As it turned out the reading, we talked about on the weekly chart repelled the action in precious metals on some bad luck for gold bugs (see chart above). I spend so much time talking geopolitical and domestic risk, because I believe we are in a similar environment to the late 1930s. You study the charts; those events also drove the bus all the way up to the final high in September 1939 when WWII started. So, the apparent good news on the tariff truce was bad news for gold. But the calculation came first. Gold gapped down but is trying to hang on. The long-term view of gold? With all the smaller Kairos readings along the way, if they can somehow emerge out of this 87 vibration at 187 weeks after a bear range of 874, odds go way up for a major bull move. It’s not like there hasn’t been a bull move to this point. People forget the low in gold on the long-term chart was back in November 2015. But all we remember are the major fails and there have been two of them before the recent thrust higher.  Hypothetically, the vibration you see on the chart is right there to end this phase. So, if they survive, this is the sequence we’ll likely to remember that propelled it. But precious metals are attracted to bad news. What could possibly happen that would create that type of environment.

Stocks

You’ll remember back in March I warned the market could turn back up after the seasonal change point. Poker players call it outs. Simply put, that means how many chances a player must pull his hand. With a seasonal/cycle high the market had one out to turn back up. As we know it elected to hold the 61-day vibration off the bottom and has stayed higher for the most part. But it’s not much higher now due to an interesting drop in May partially due to the turn in the oil market (see chart).

61 Inversion

Here we are with the seasonal change point again. Markets come off the high. One cycle point out left. That was the 127-day point off the bottom on June 27 which would be another inversion of the cycle. Golden spiral enthusiasts know how important 1.27 is because it is the square root of 1.618. Normally, I don’t give too much weight to the 127-day window but in this instance, it hit on the 27th day of the month. Since I specialize in vibrations, I know it’s a good probability that day was going to be important. It was.
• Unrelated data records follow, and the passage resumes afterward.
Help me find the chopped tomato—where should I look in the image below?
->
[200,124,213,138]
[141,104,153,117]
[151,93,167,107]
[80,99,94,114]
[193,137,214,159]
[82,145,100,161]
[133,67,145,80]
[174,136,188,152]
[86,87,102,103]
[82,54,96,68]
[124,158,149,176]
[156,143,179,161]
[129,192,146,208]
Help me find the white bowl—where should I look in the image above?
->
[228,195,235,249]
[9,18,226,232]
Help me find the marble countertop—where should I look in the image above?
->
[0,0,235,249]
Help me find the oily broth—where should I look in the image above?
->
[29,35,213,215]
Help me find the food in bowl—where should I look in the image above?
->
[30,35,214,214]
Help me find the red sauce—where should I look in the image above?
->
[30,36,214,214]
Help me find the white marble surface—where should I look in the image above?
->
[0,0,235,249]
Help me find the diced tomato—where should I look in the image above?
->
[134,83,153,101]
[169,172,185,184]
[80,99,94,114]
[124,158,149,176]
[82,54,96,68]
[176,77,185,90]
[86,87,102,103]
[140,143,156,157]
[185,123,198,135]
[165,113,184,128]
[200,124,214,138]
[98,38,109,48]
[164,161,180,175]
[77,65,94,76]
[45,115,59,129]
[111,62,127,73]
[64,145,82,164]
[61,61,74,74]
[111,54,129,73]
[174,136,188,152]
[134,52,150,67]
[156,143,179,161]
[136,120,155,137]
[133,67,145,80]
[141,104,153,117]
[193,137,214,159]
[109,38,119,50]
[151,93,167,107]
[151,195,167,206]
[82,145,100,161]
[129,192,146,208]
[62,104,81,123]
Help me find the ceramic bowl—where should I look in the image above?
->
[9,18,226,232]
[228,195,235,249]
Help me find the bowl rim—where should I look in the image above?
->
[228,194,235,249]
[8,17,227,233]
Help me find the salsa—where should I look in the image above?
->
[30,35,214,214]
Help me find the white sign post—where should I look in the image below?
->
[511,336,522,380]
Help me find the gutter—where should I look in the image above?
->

Additionally, there was another Kairos reading for the low turn in the BKX. Right now, we have a mixed bag. Markets broke out on Monday with the US-China sentiment. But it was a day that disappointed nearly everyone. With the Dow up over 200, it gave back most of the gains as at one point it was only up around 20. The bulls were frustrated. Then in the last hour it was up again over 100. The bears became frustrated as well. But there were numerous dojis which are not sell signals, rather warning signs. Lots of names were worse for wear by the end of the day. What that likely means is a market that could stay elevated into July but the advance-decline line could start to deteriorate.

The moral to this story? Pay close attention to the BKX and precious metals.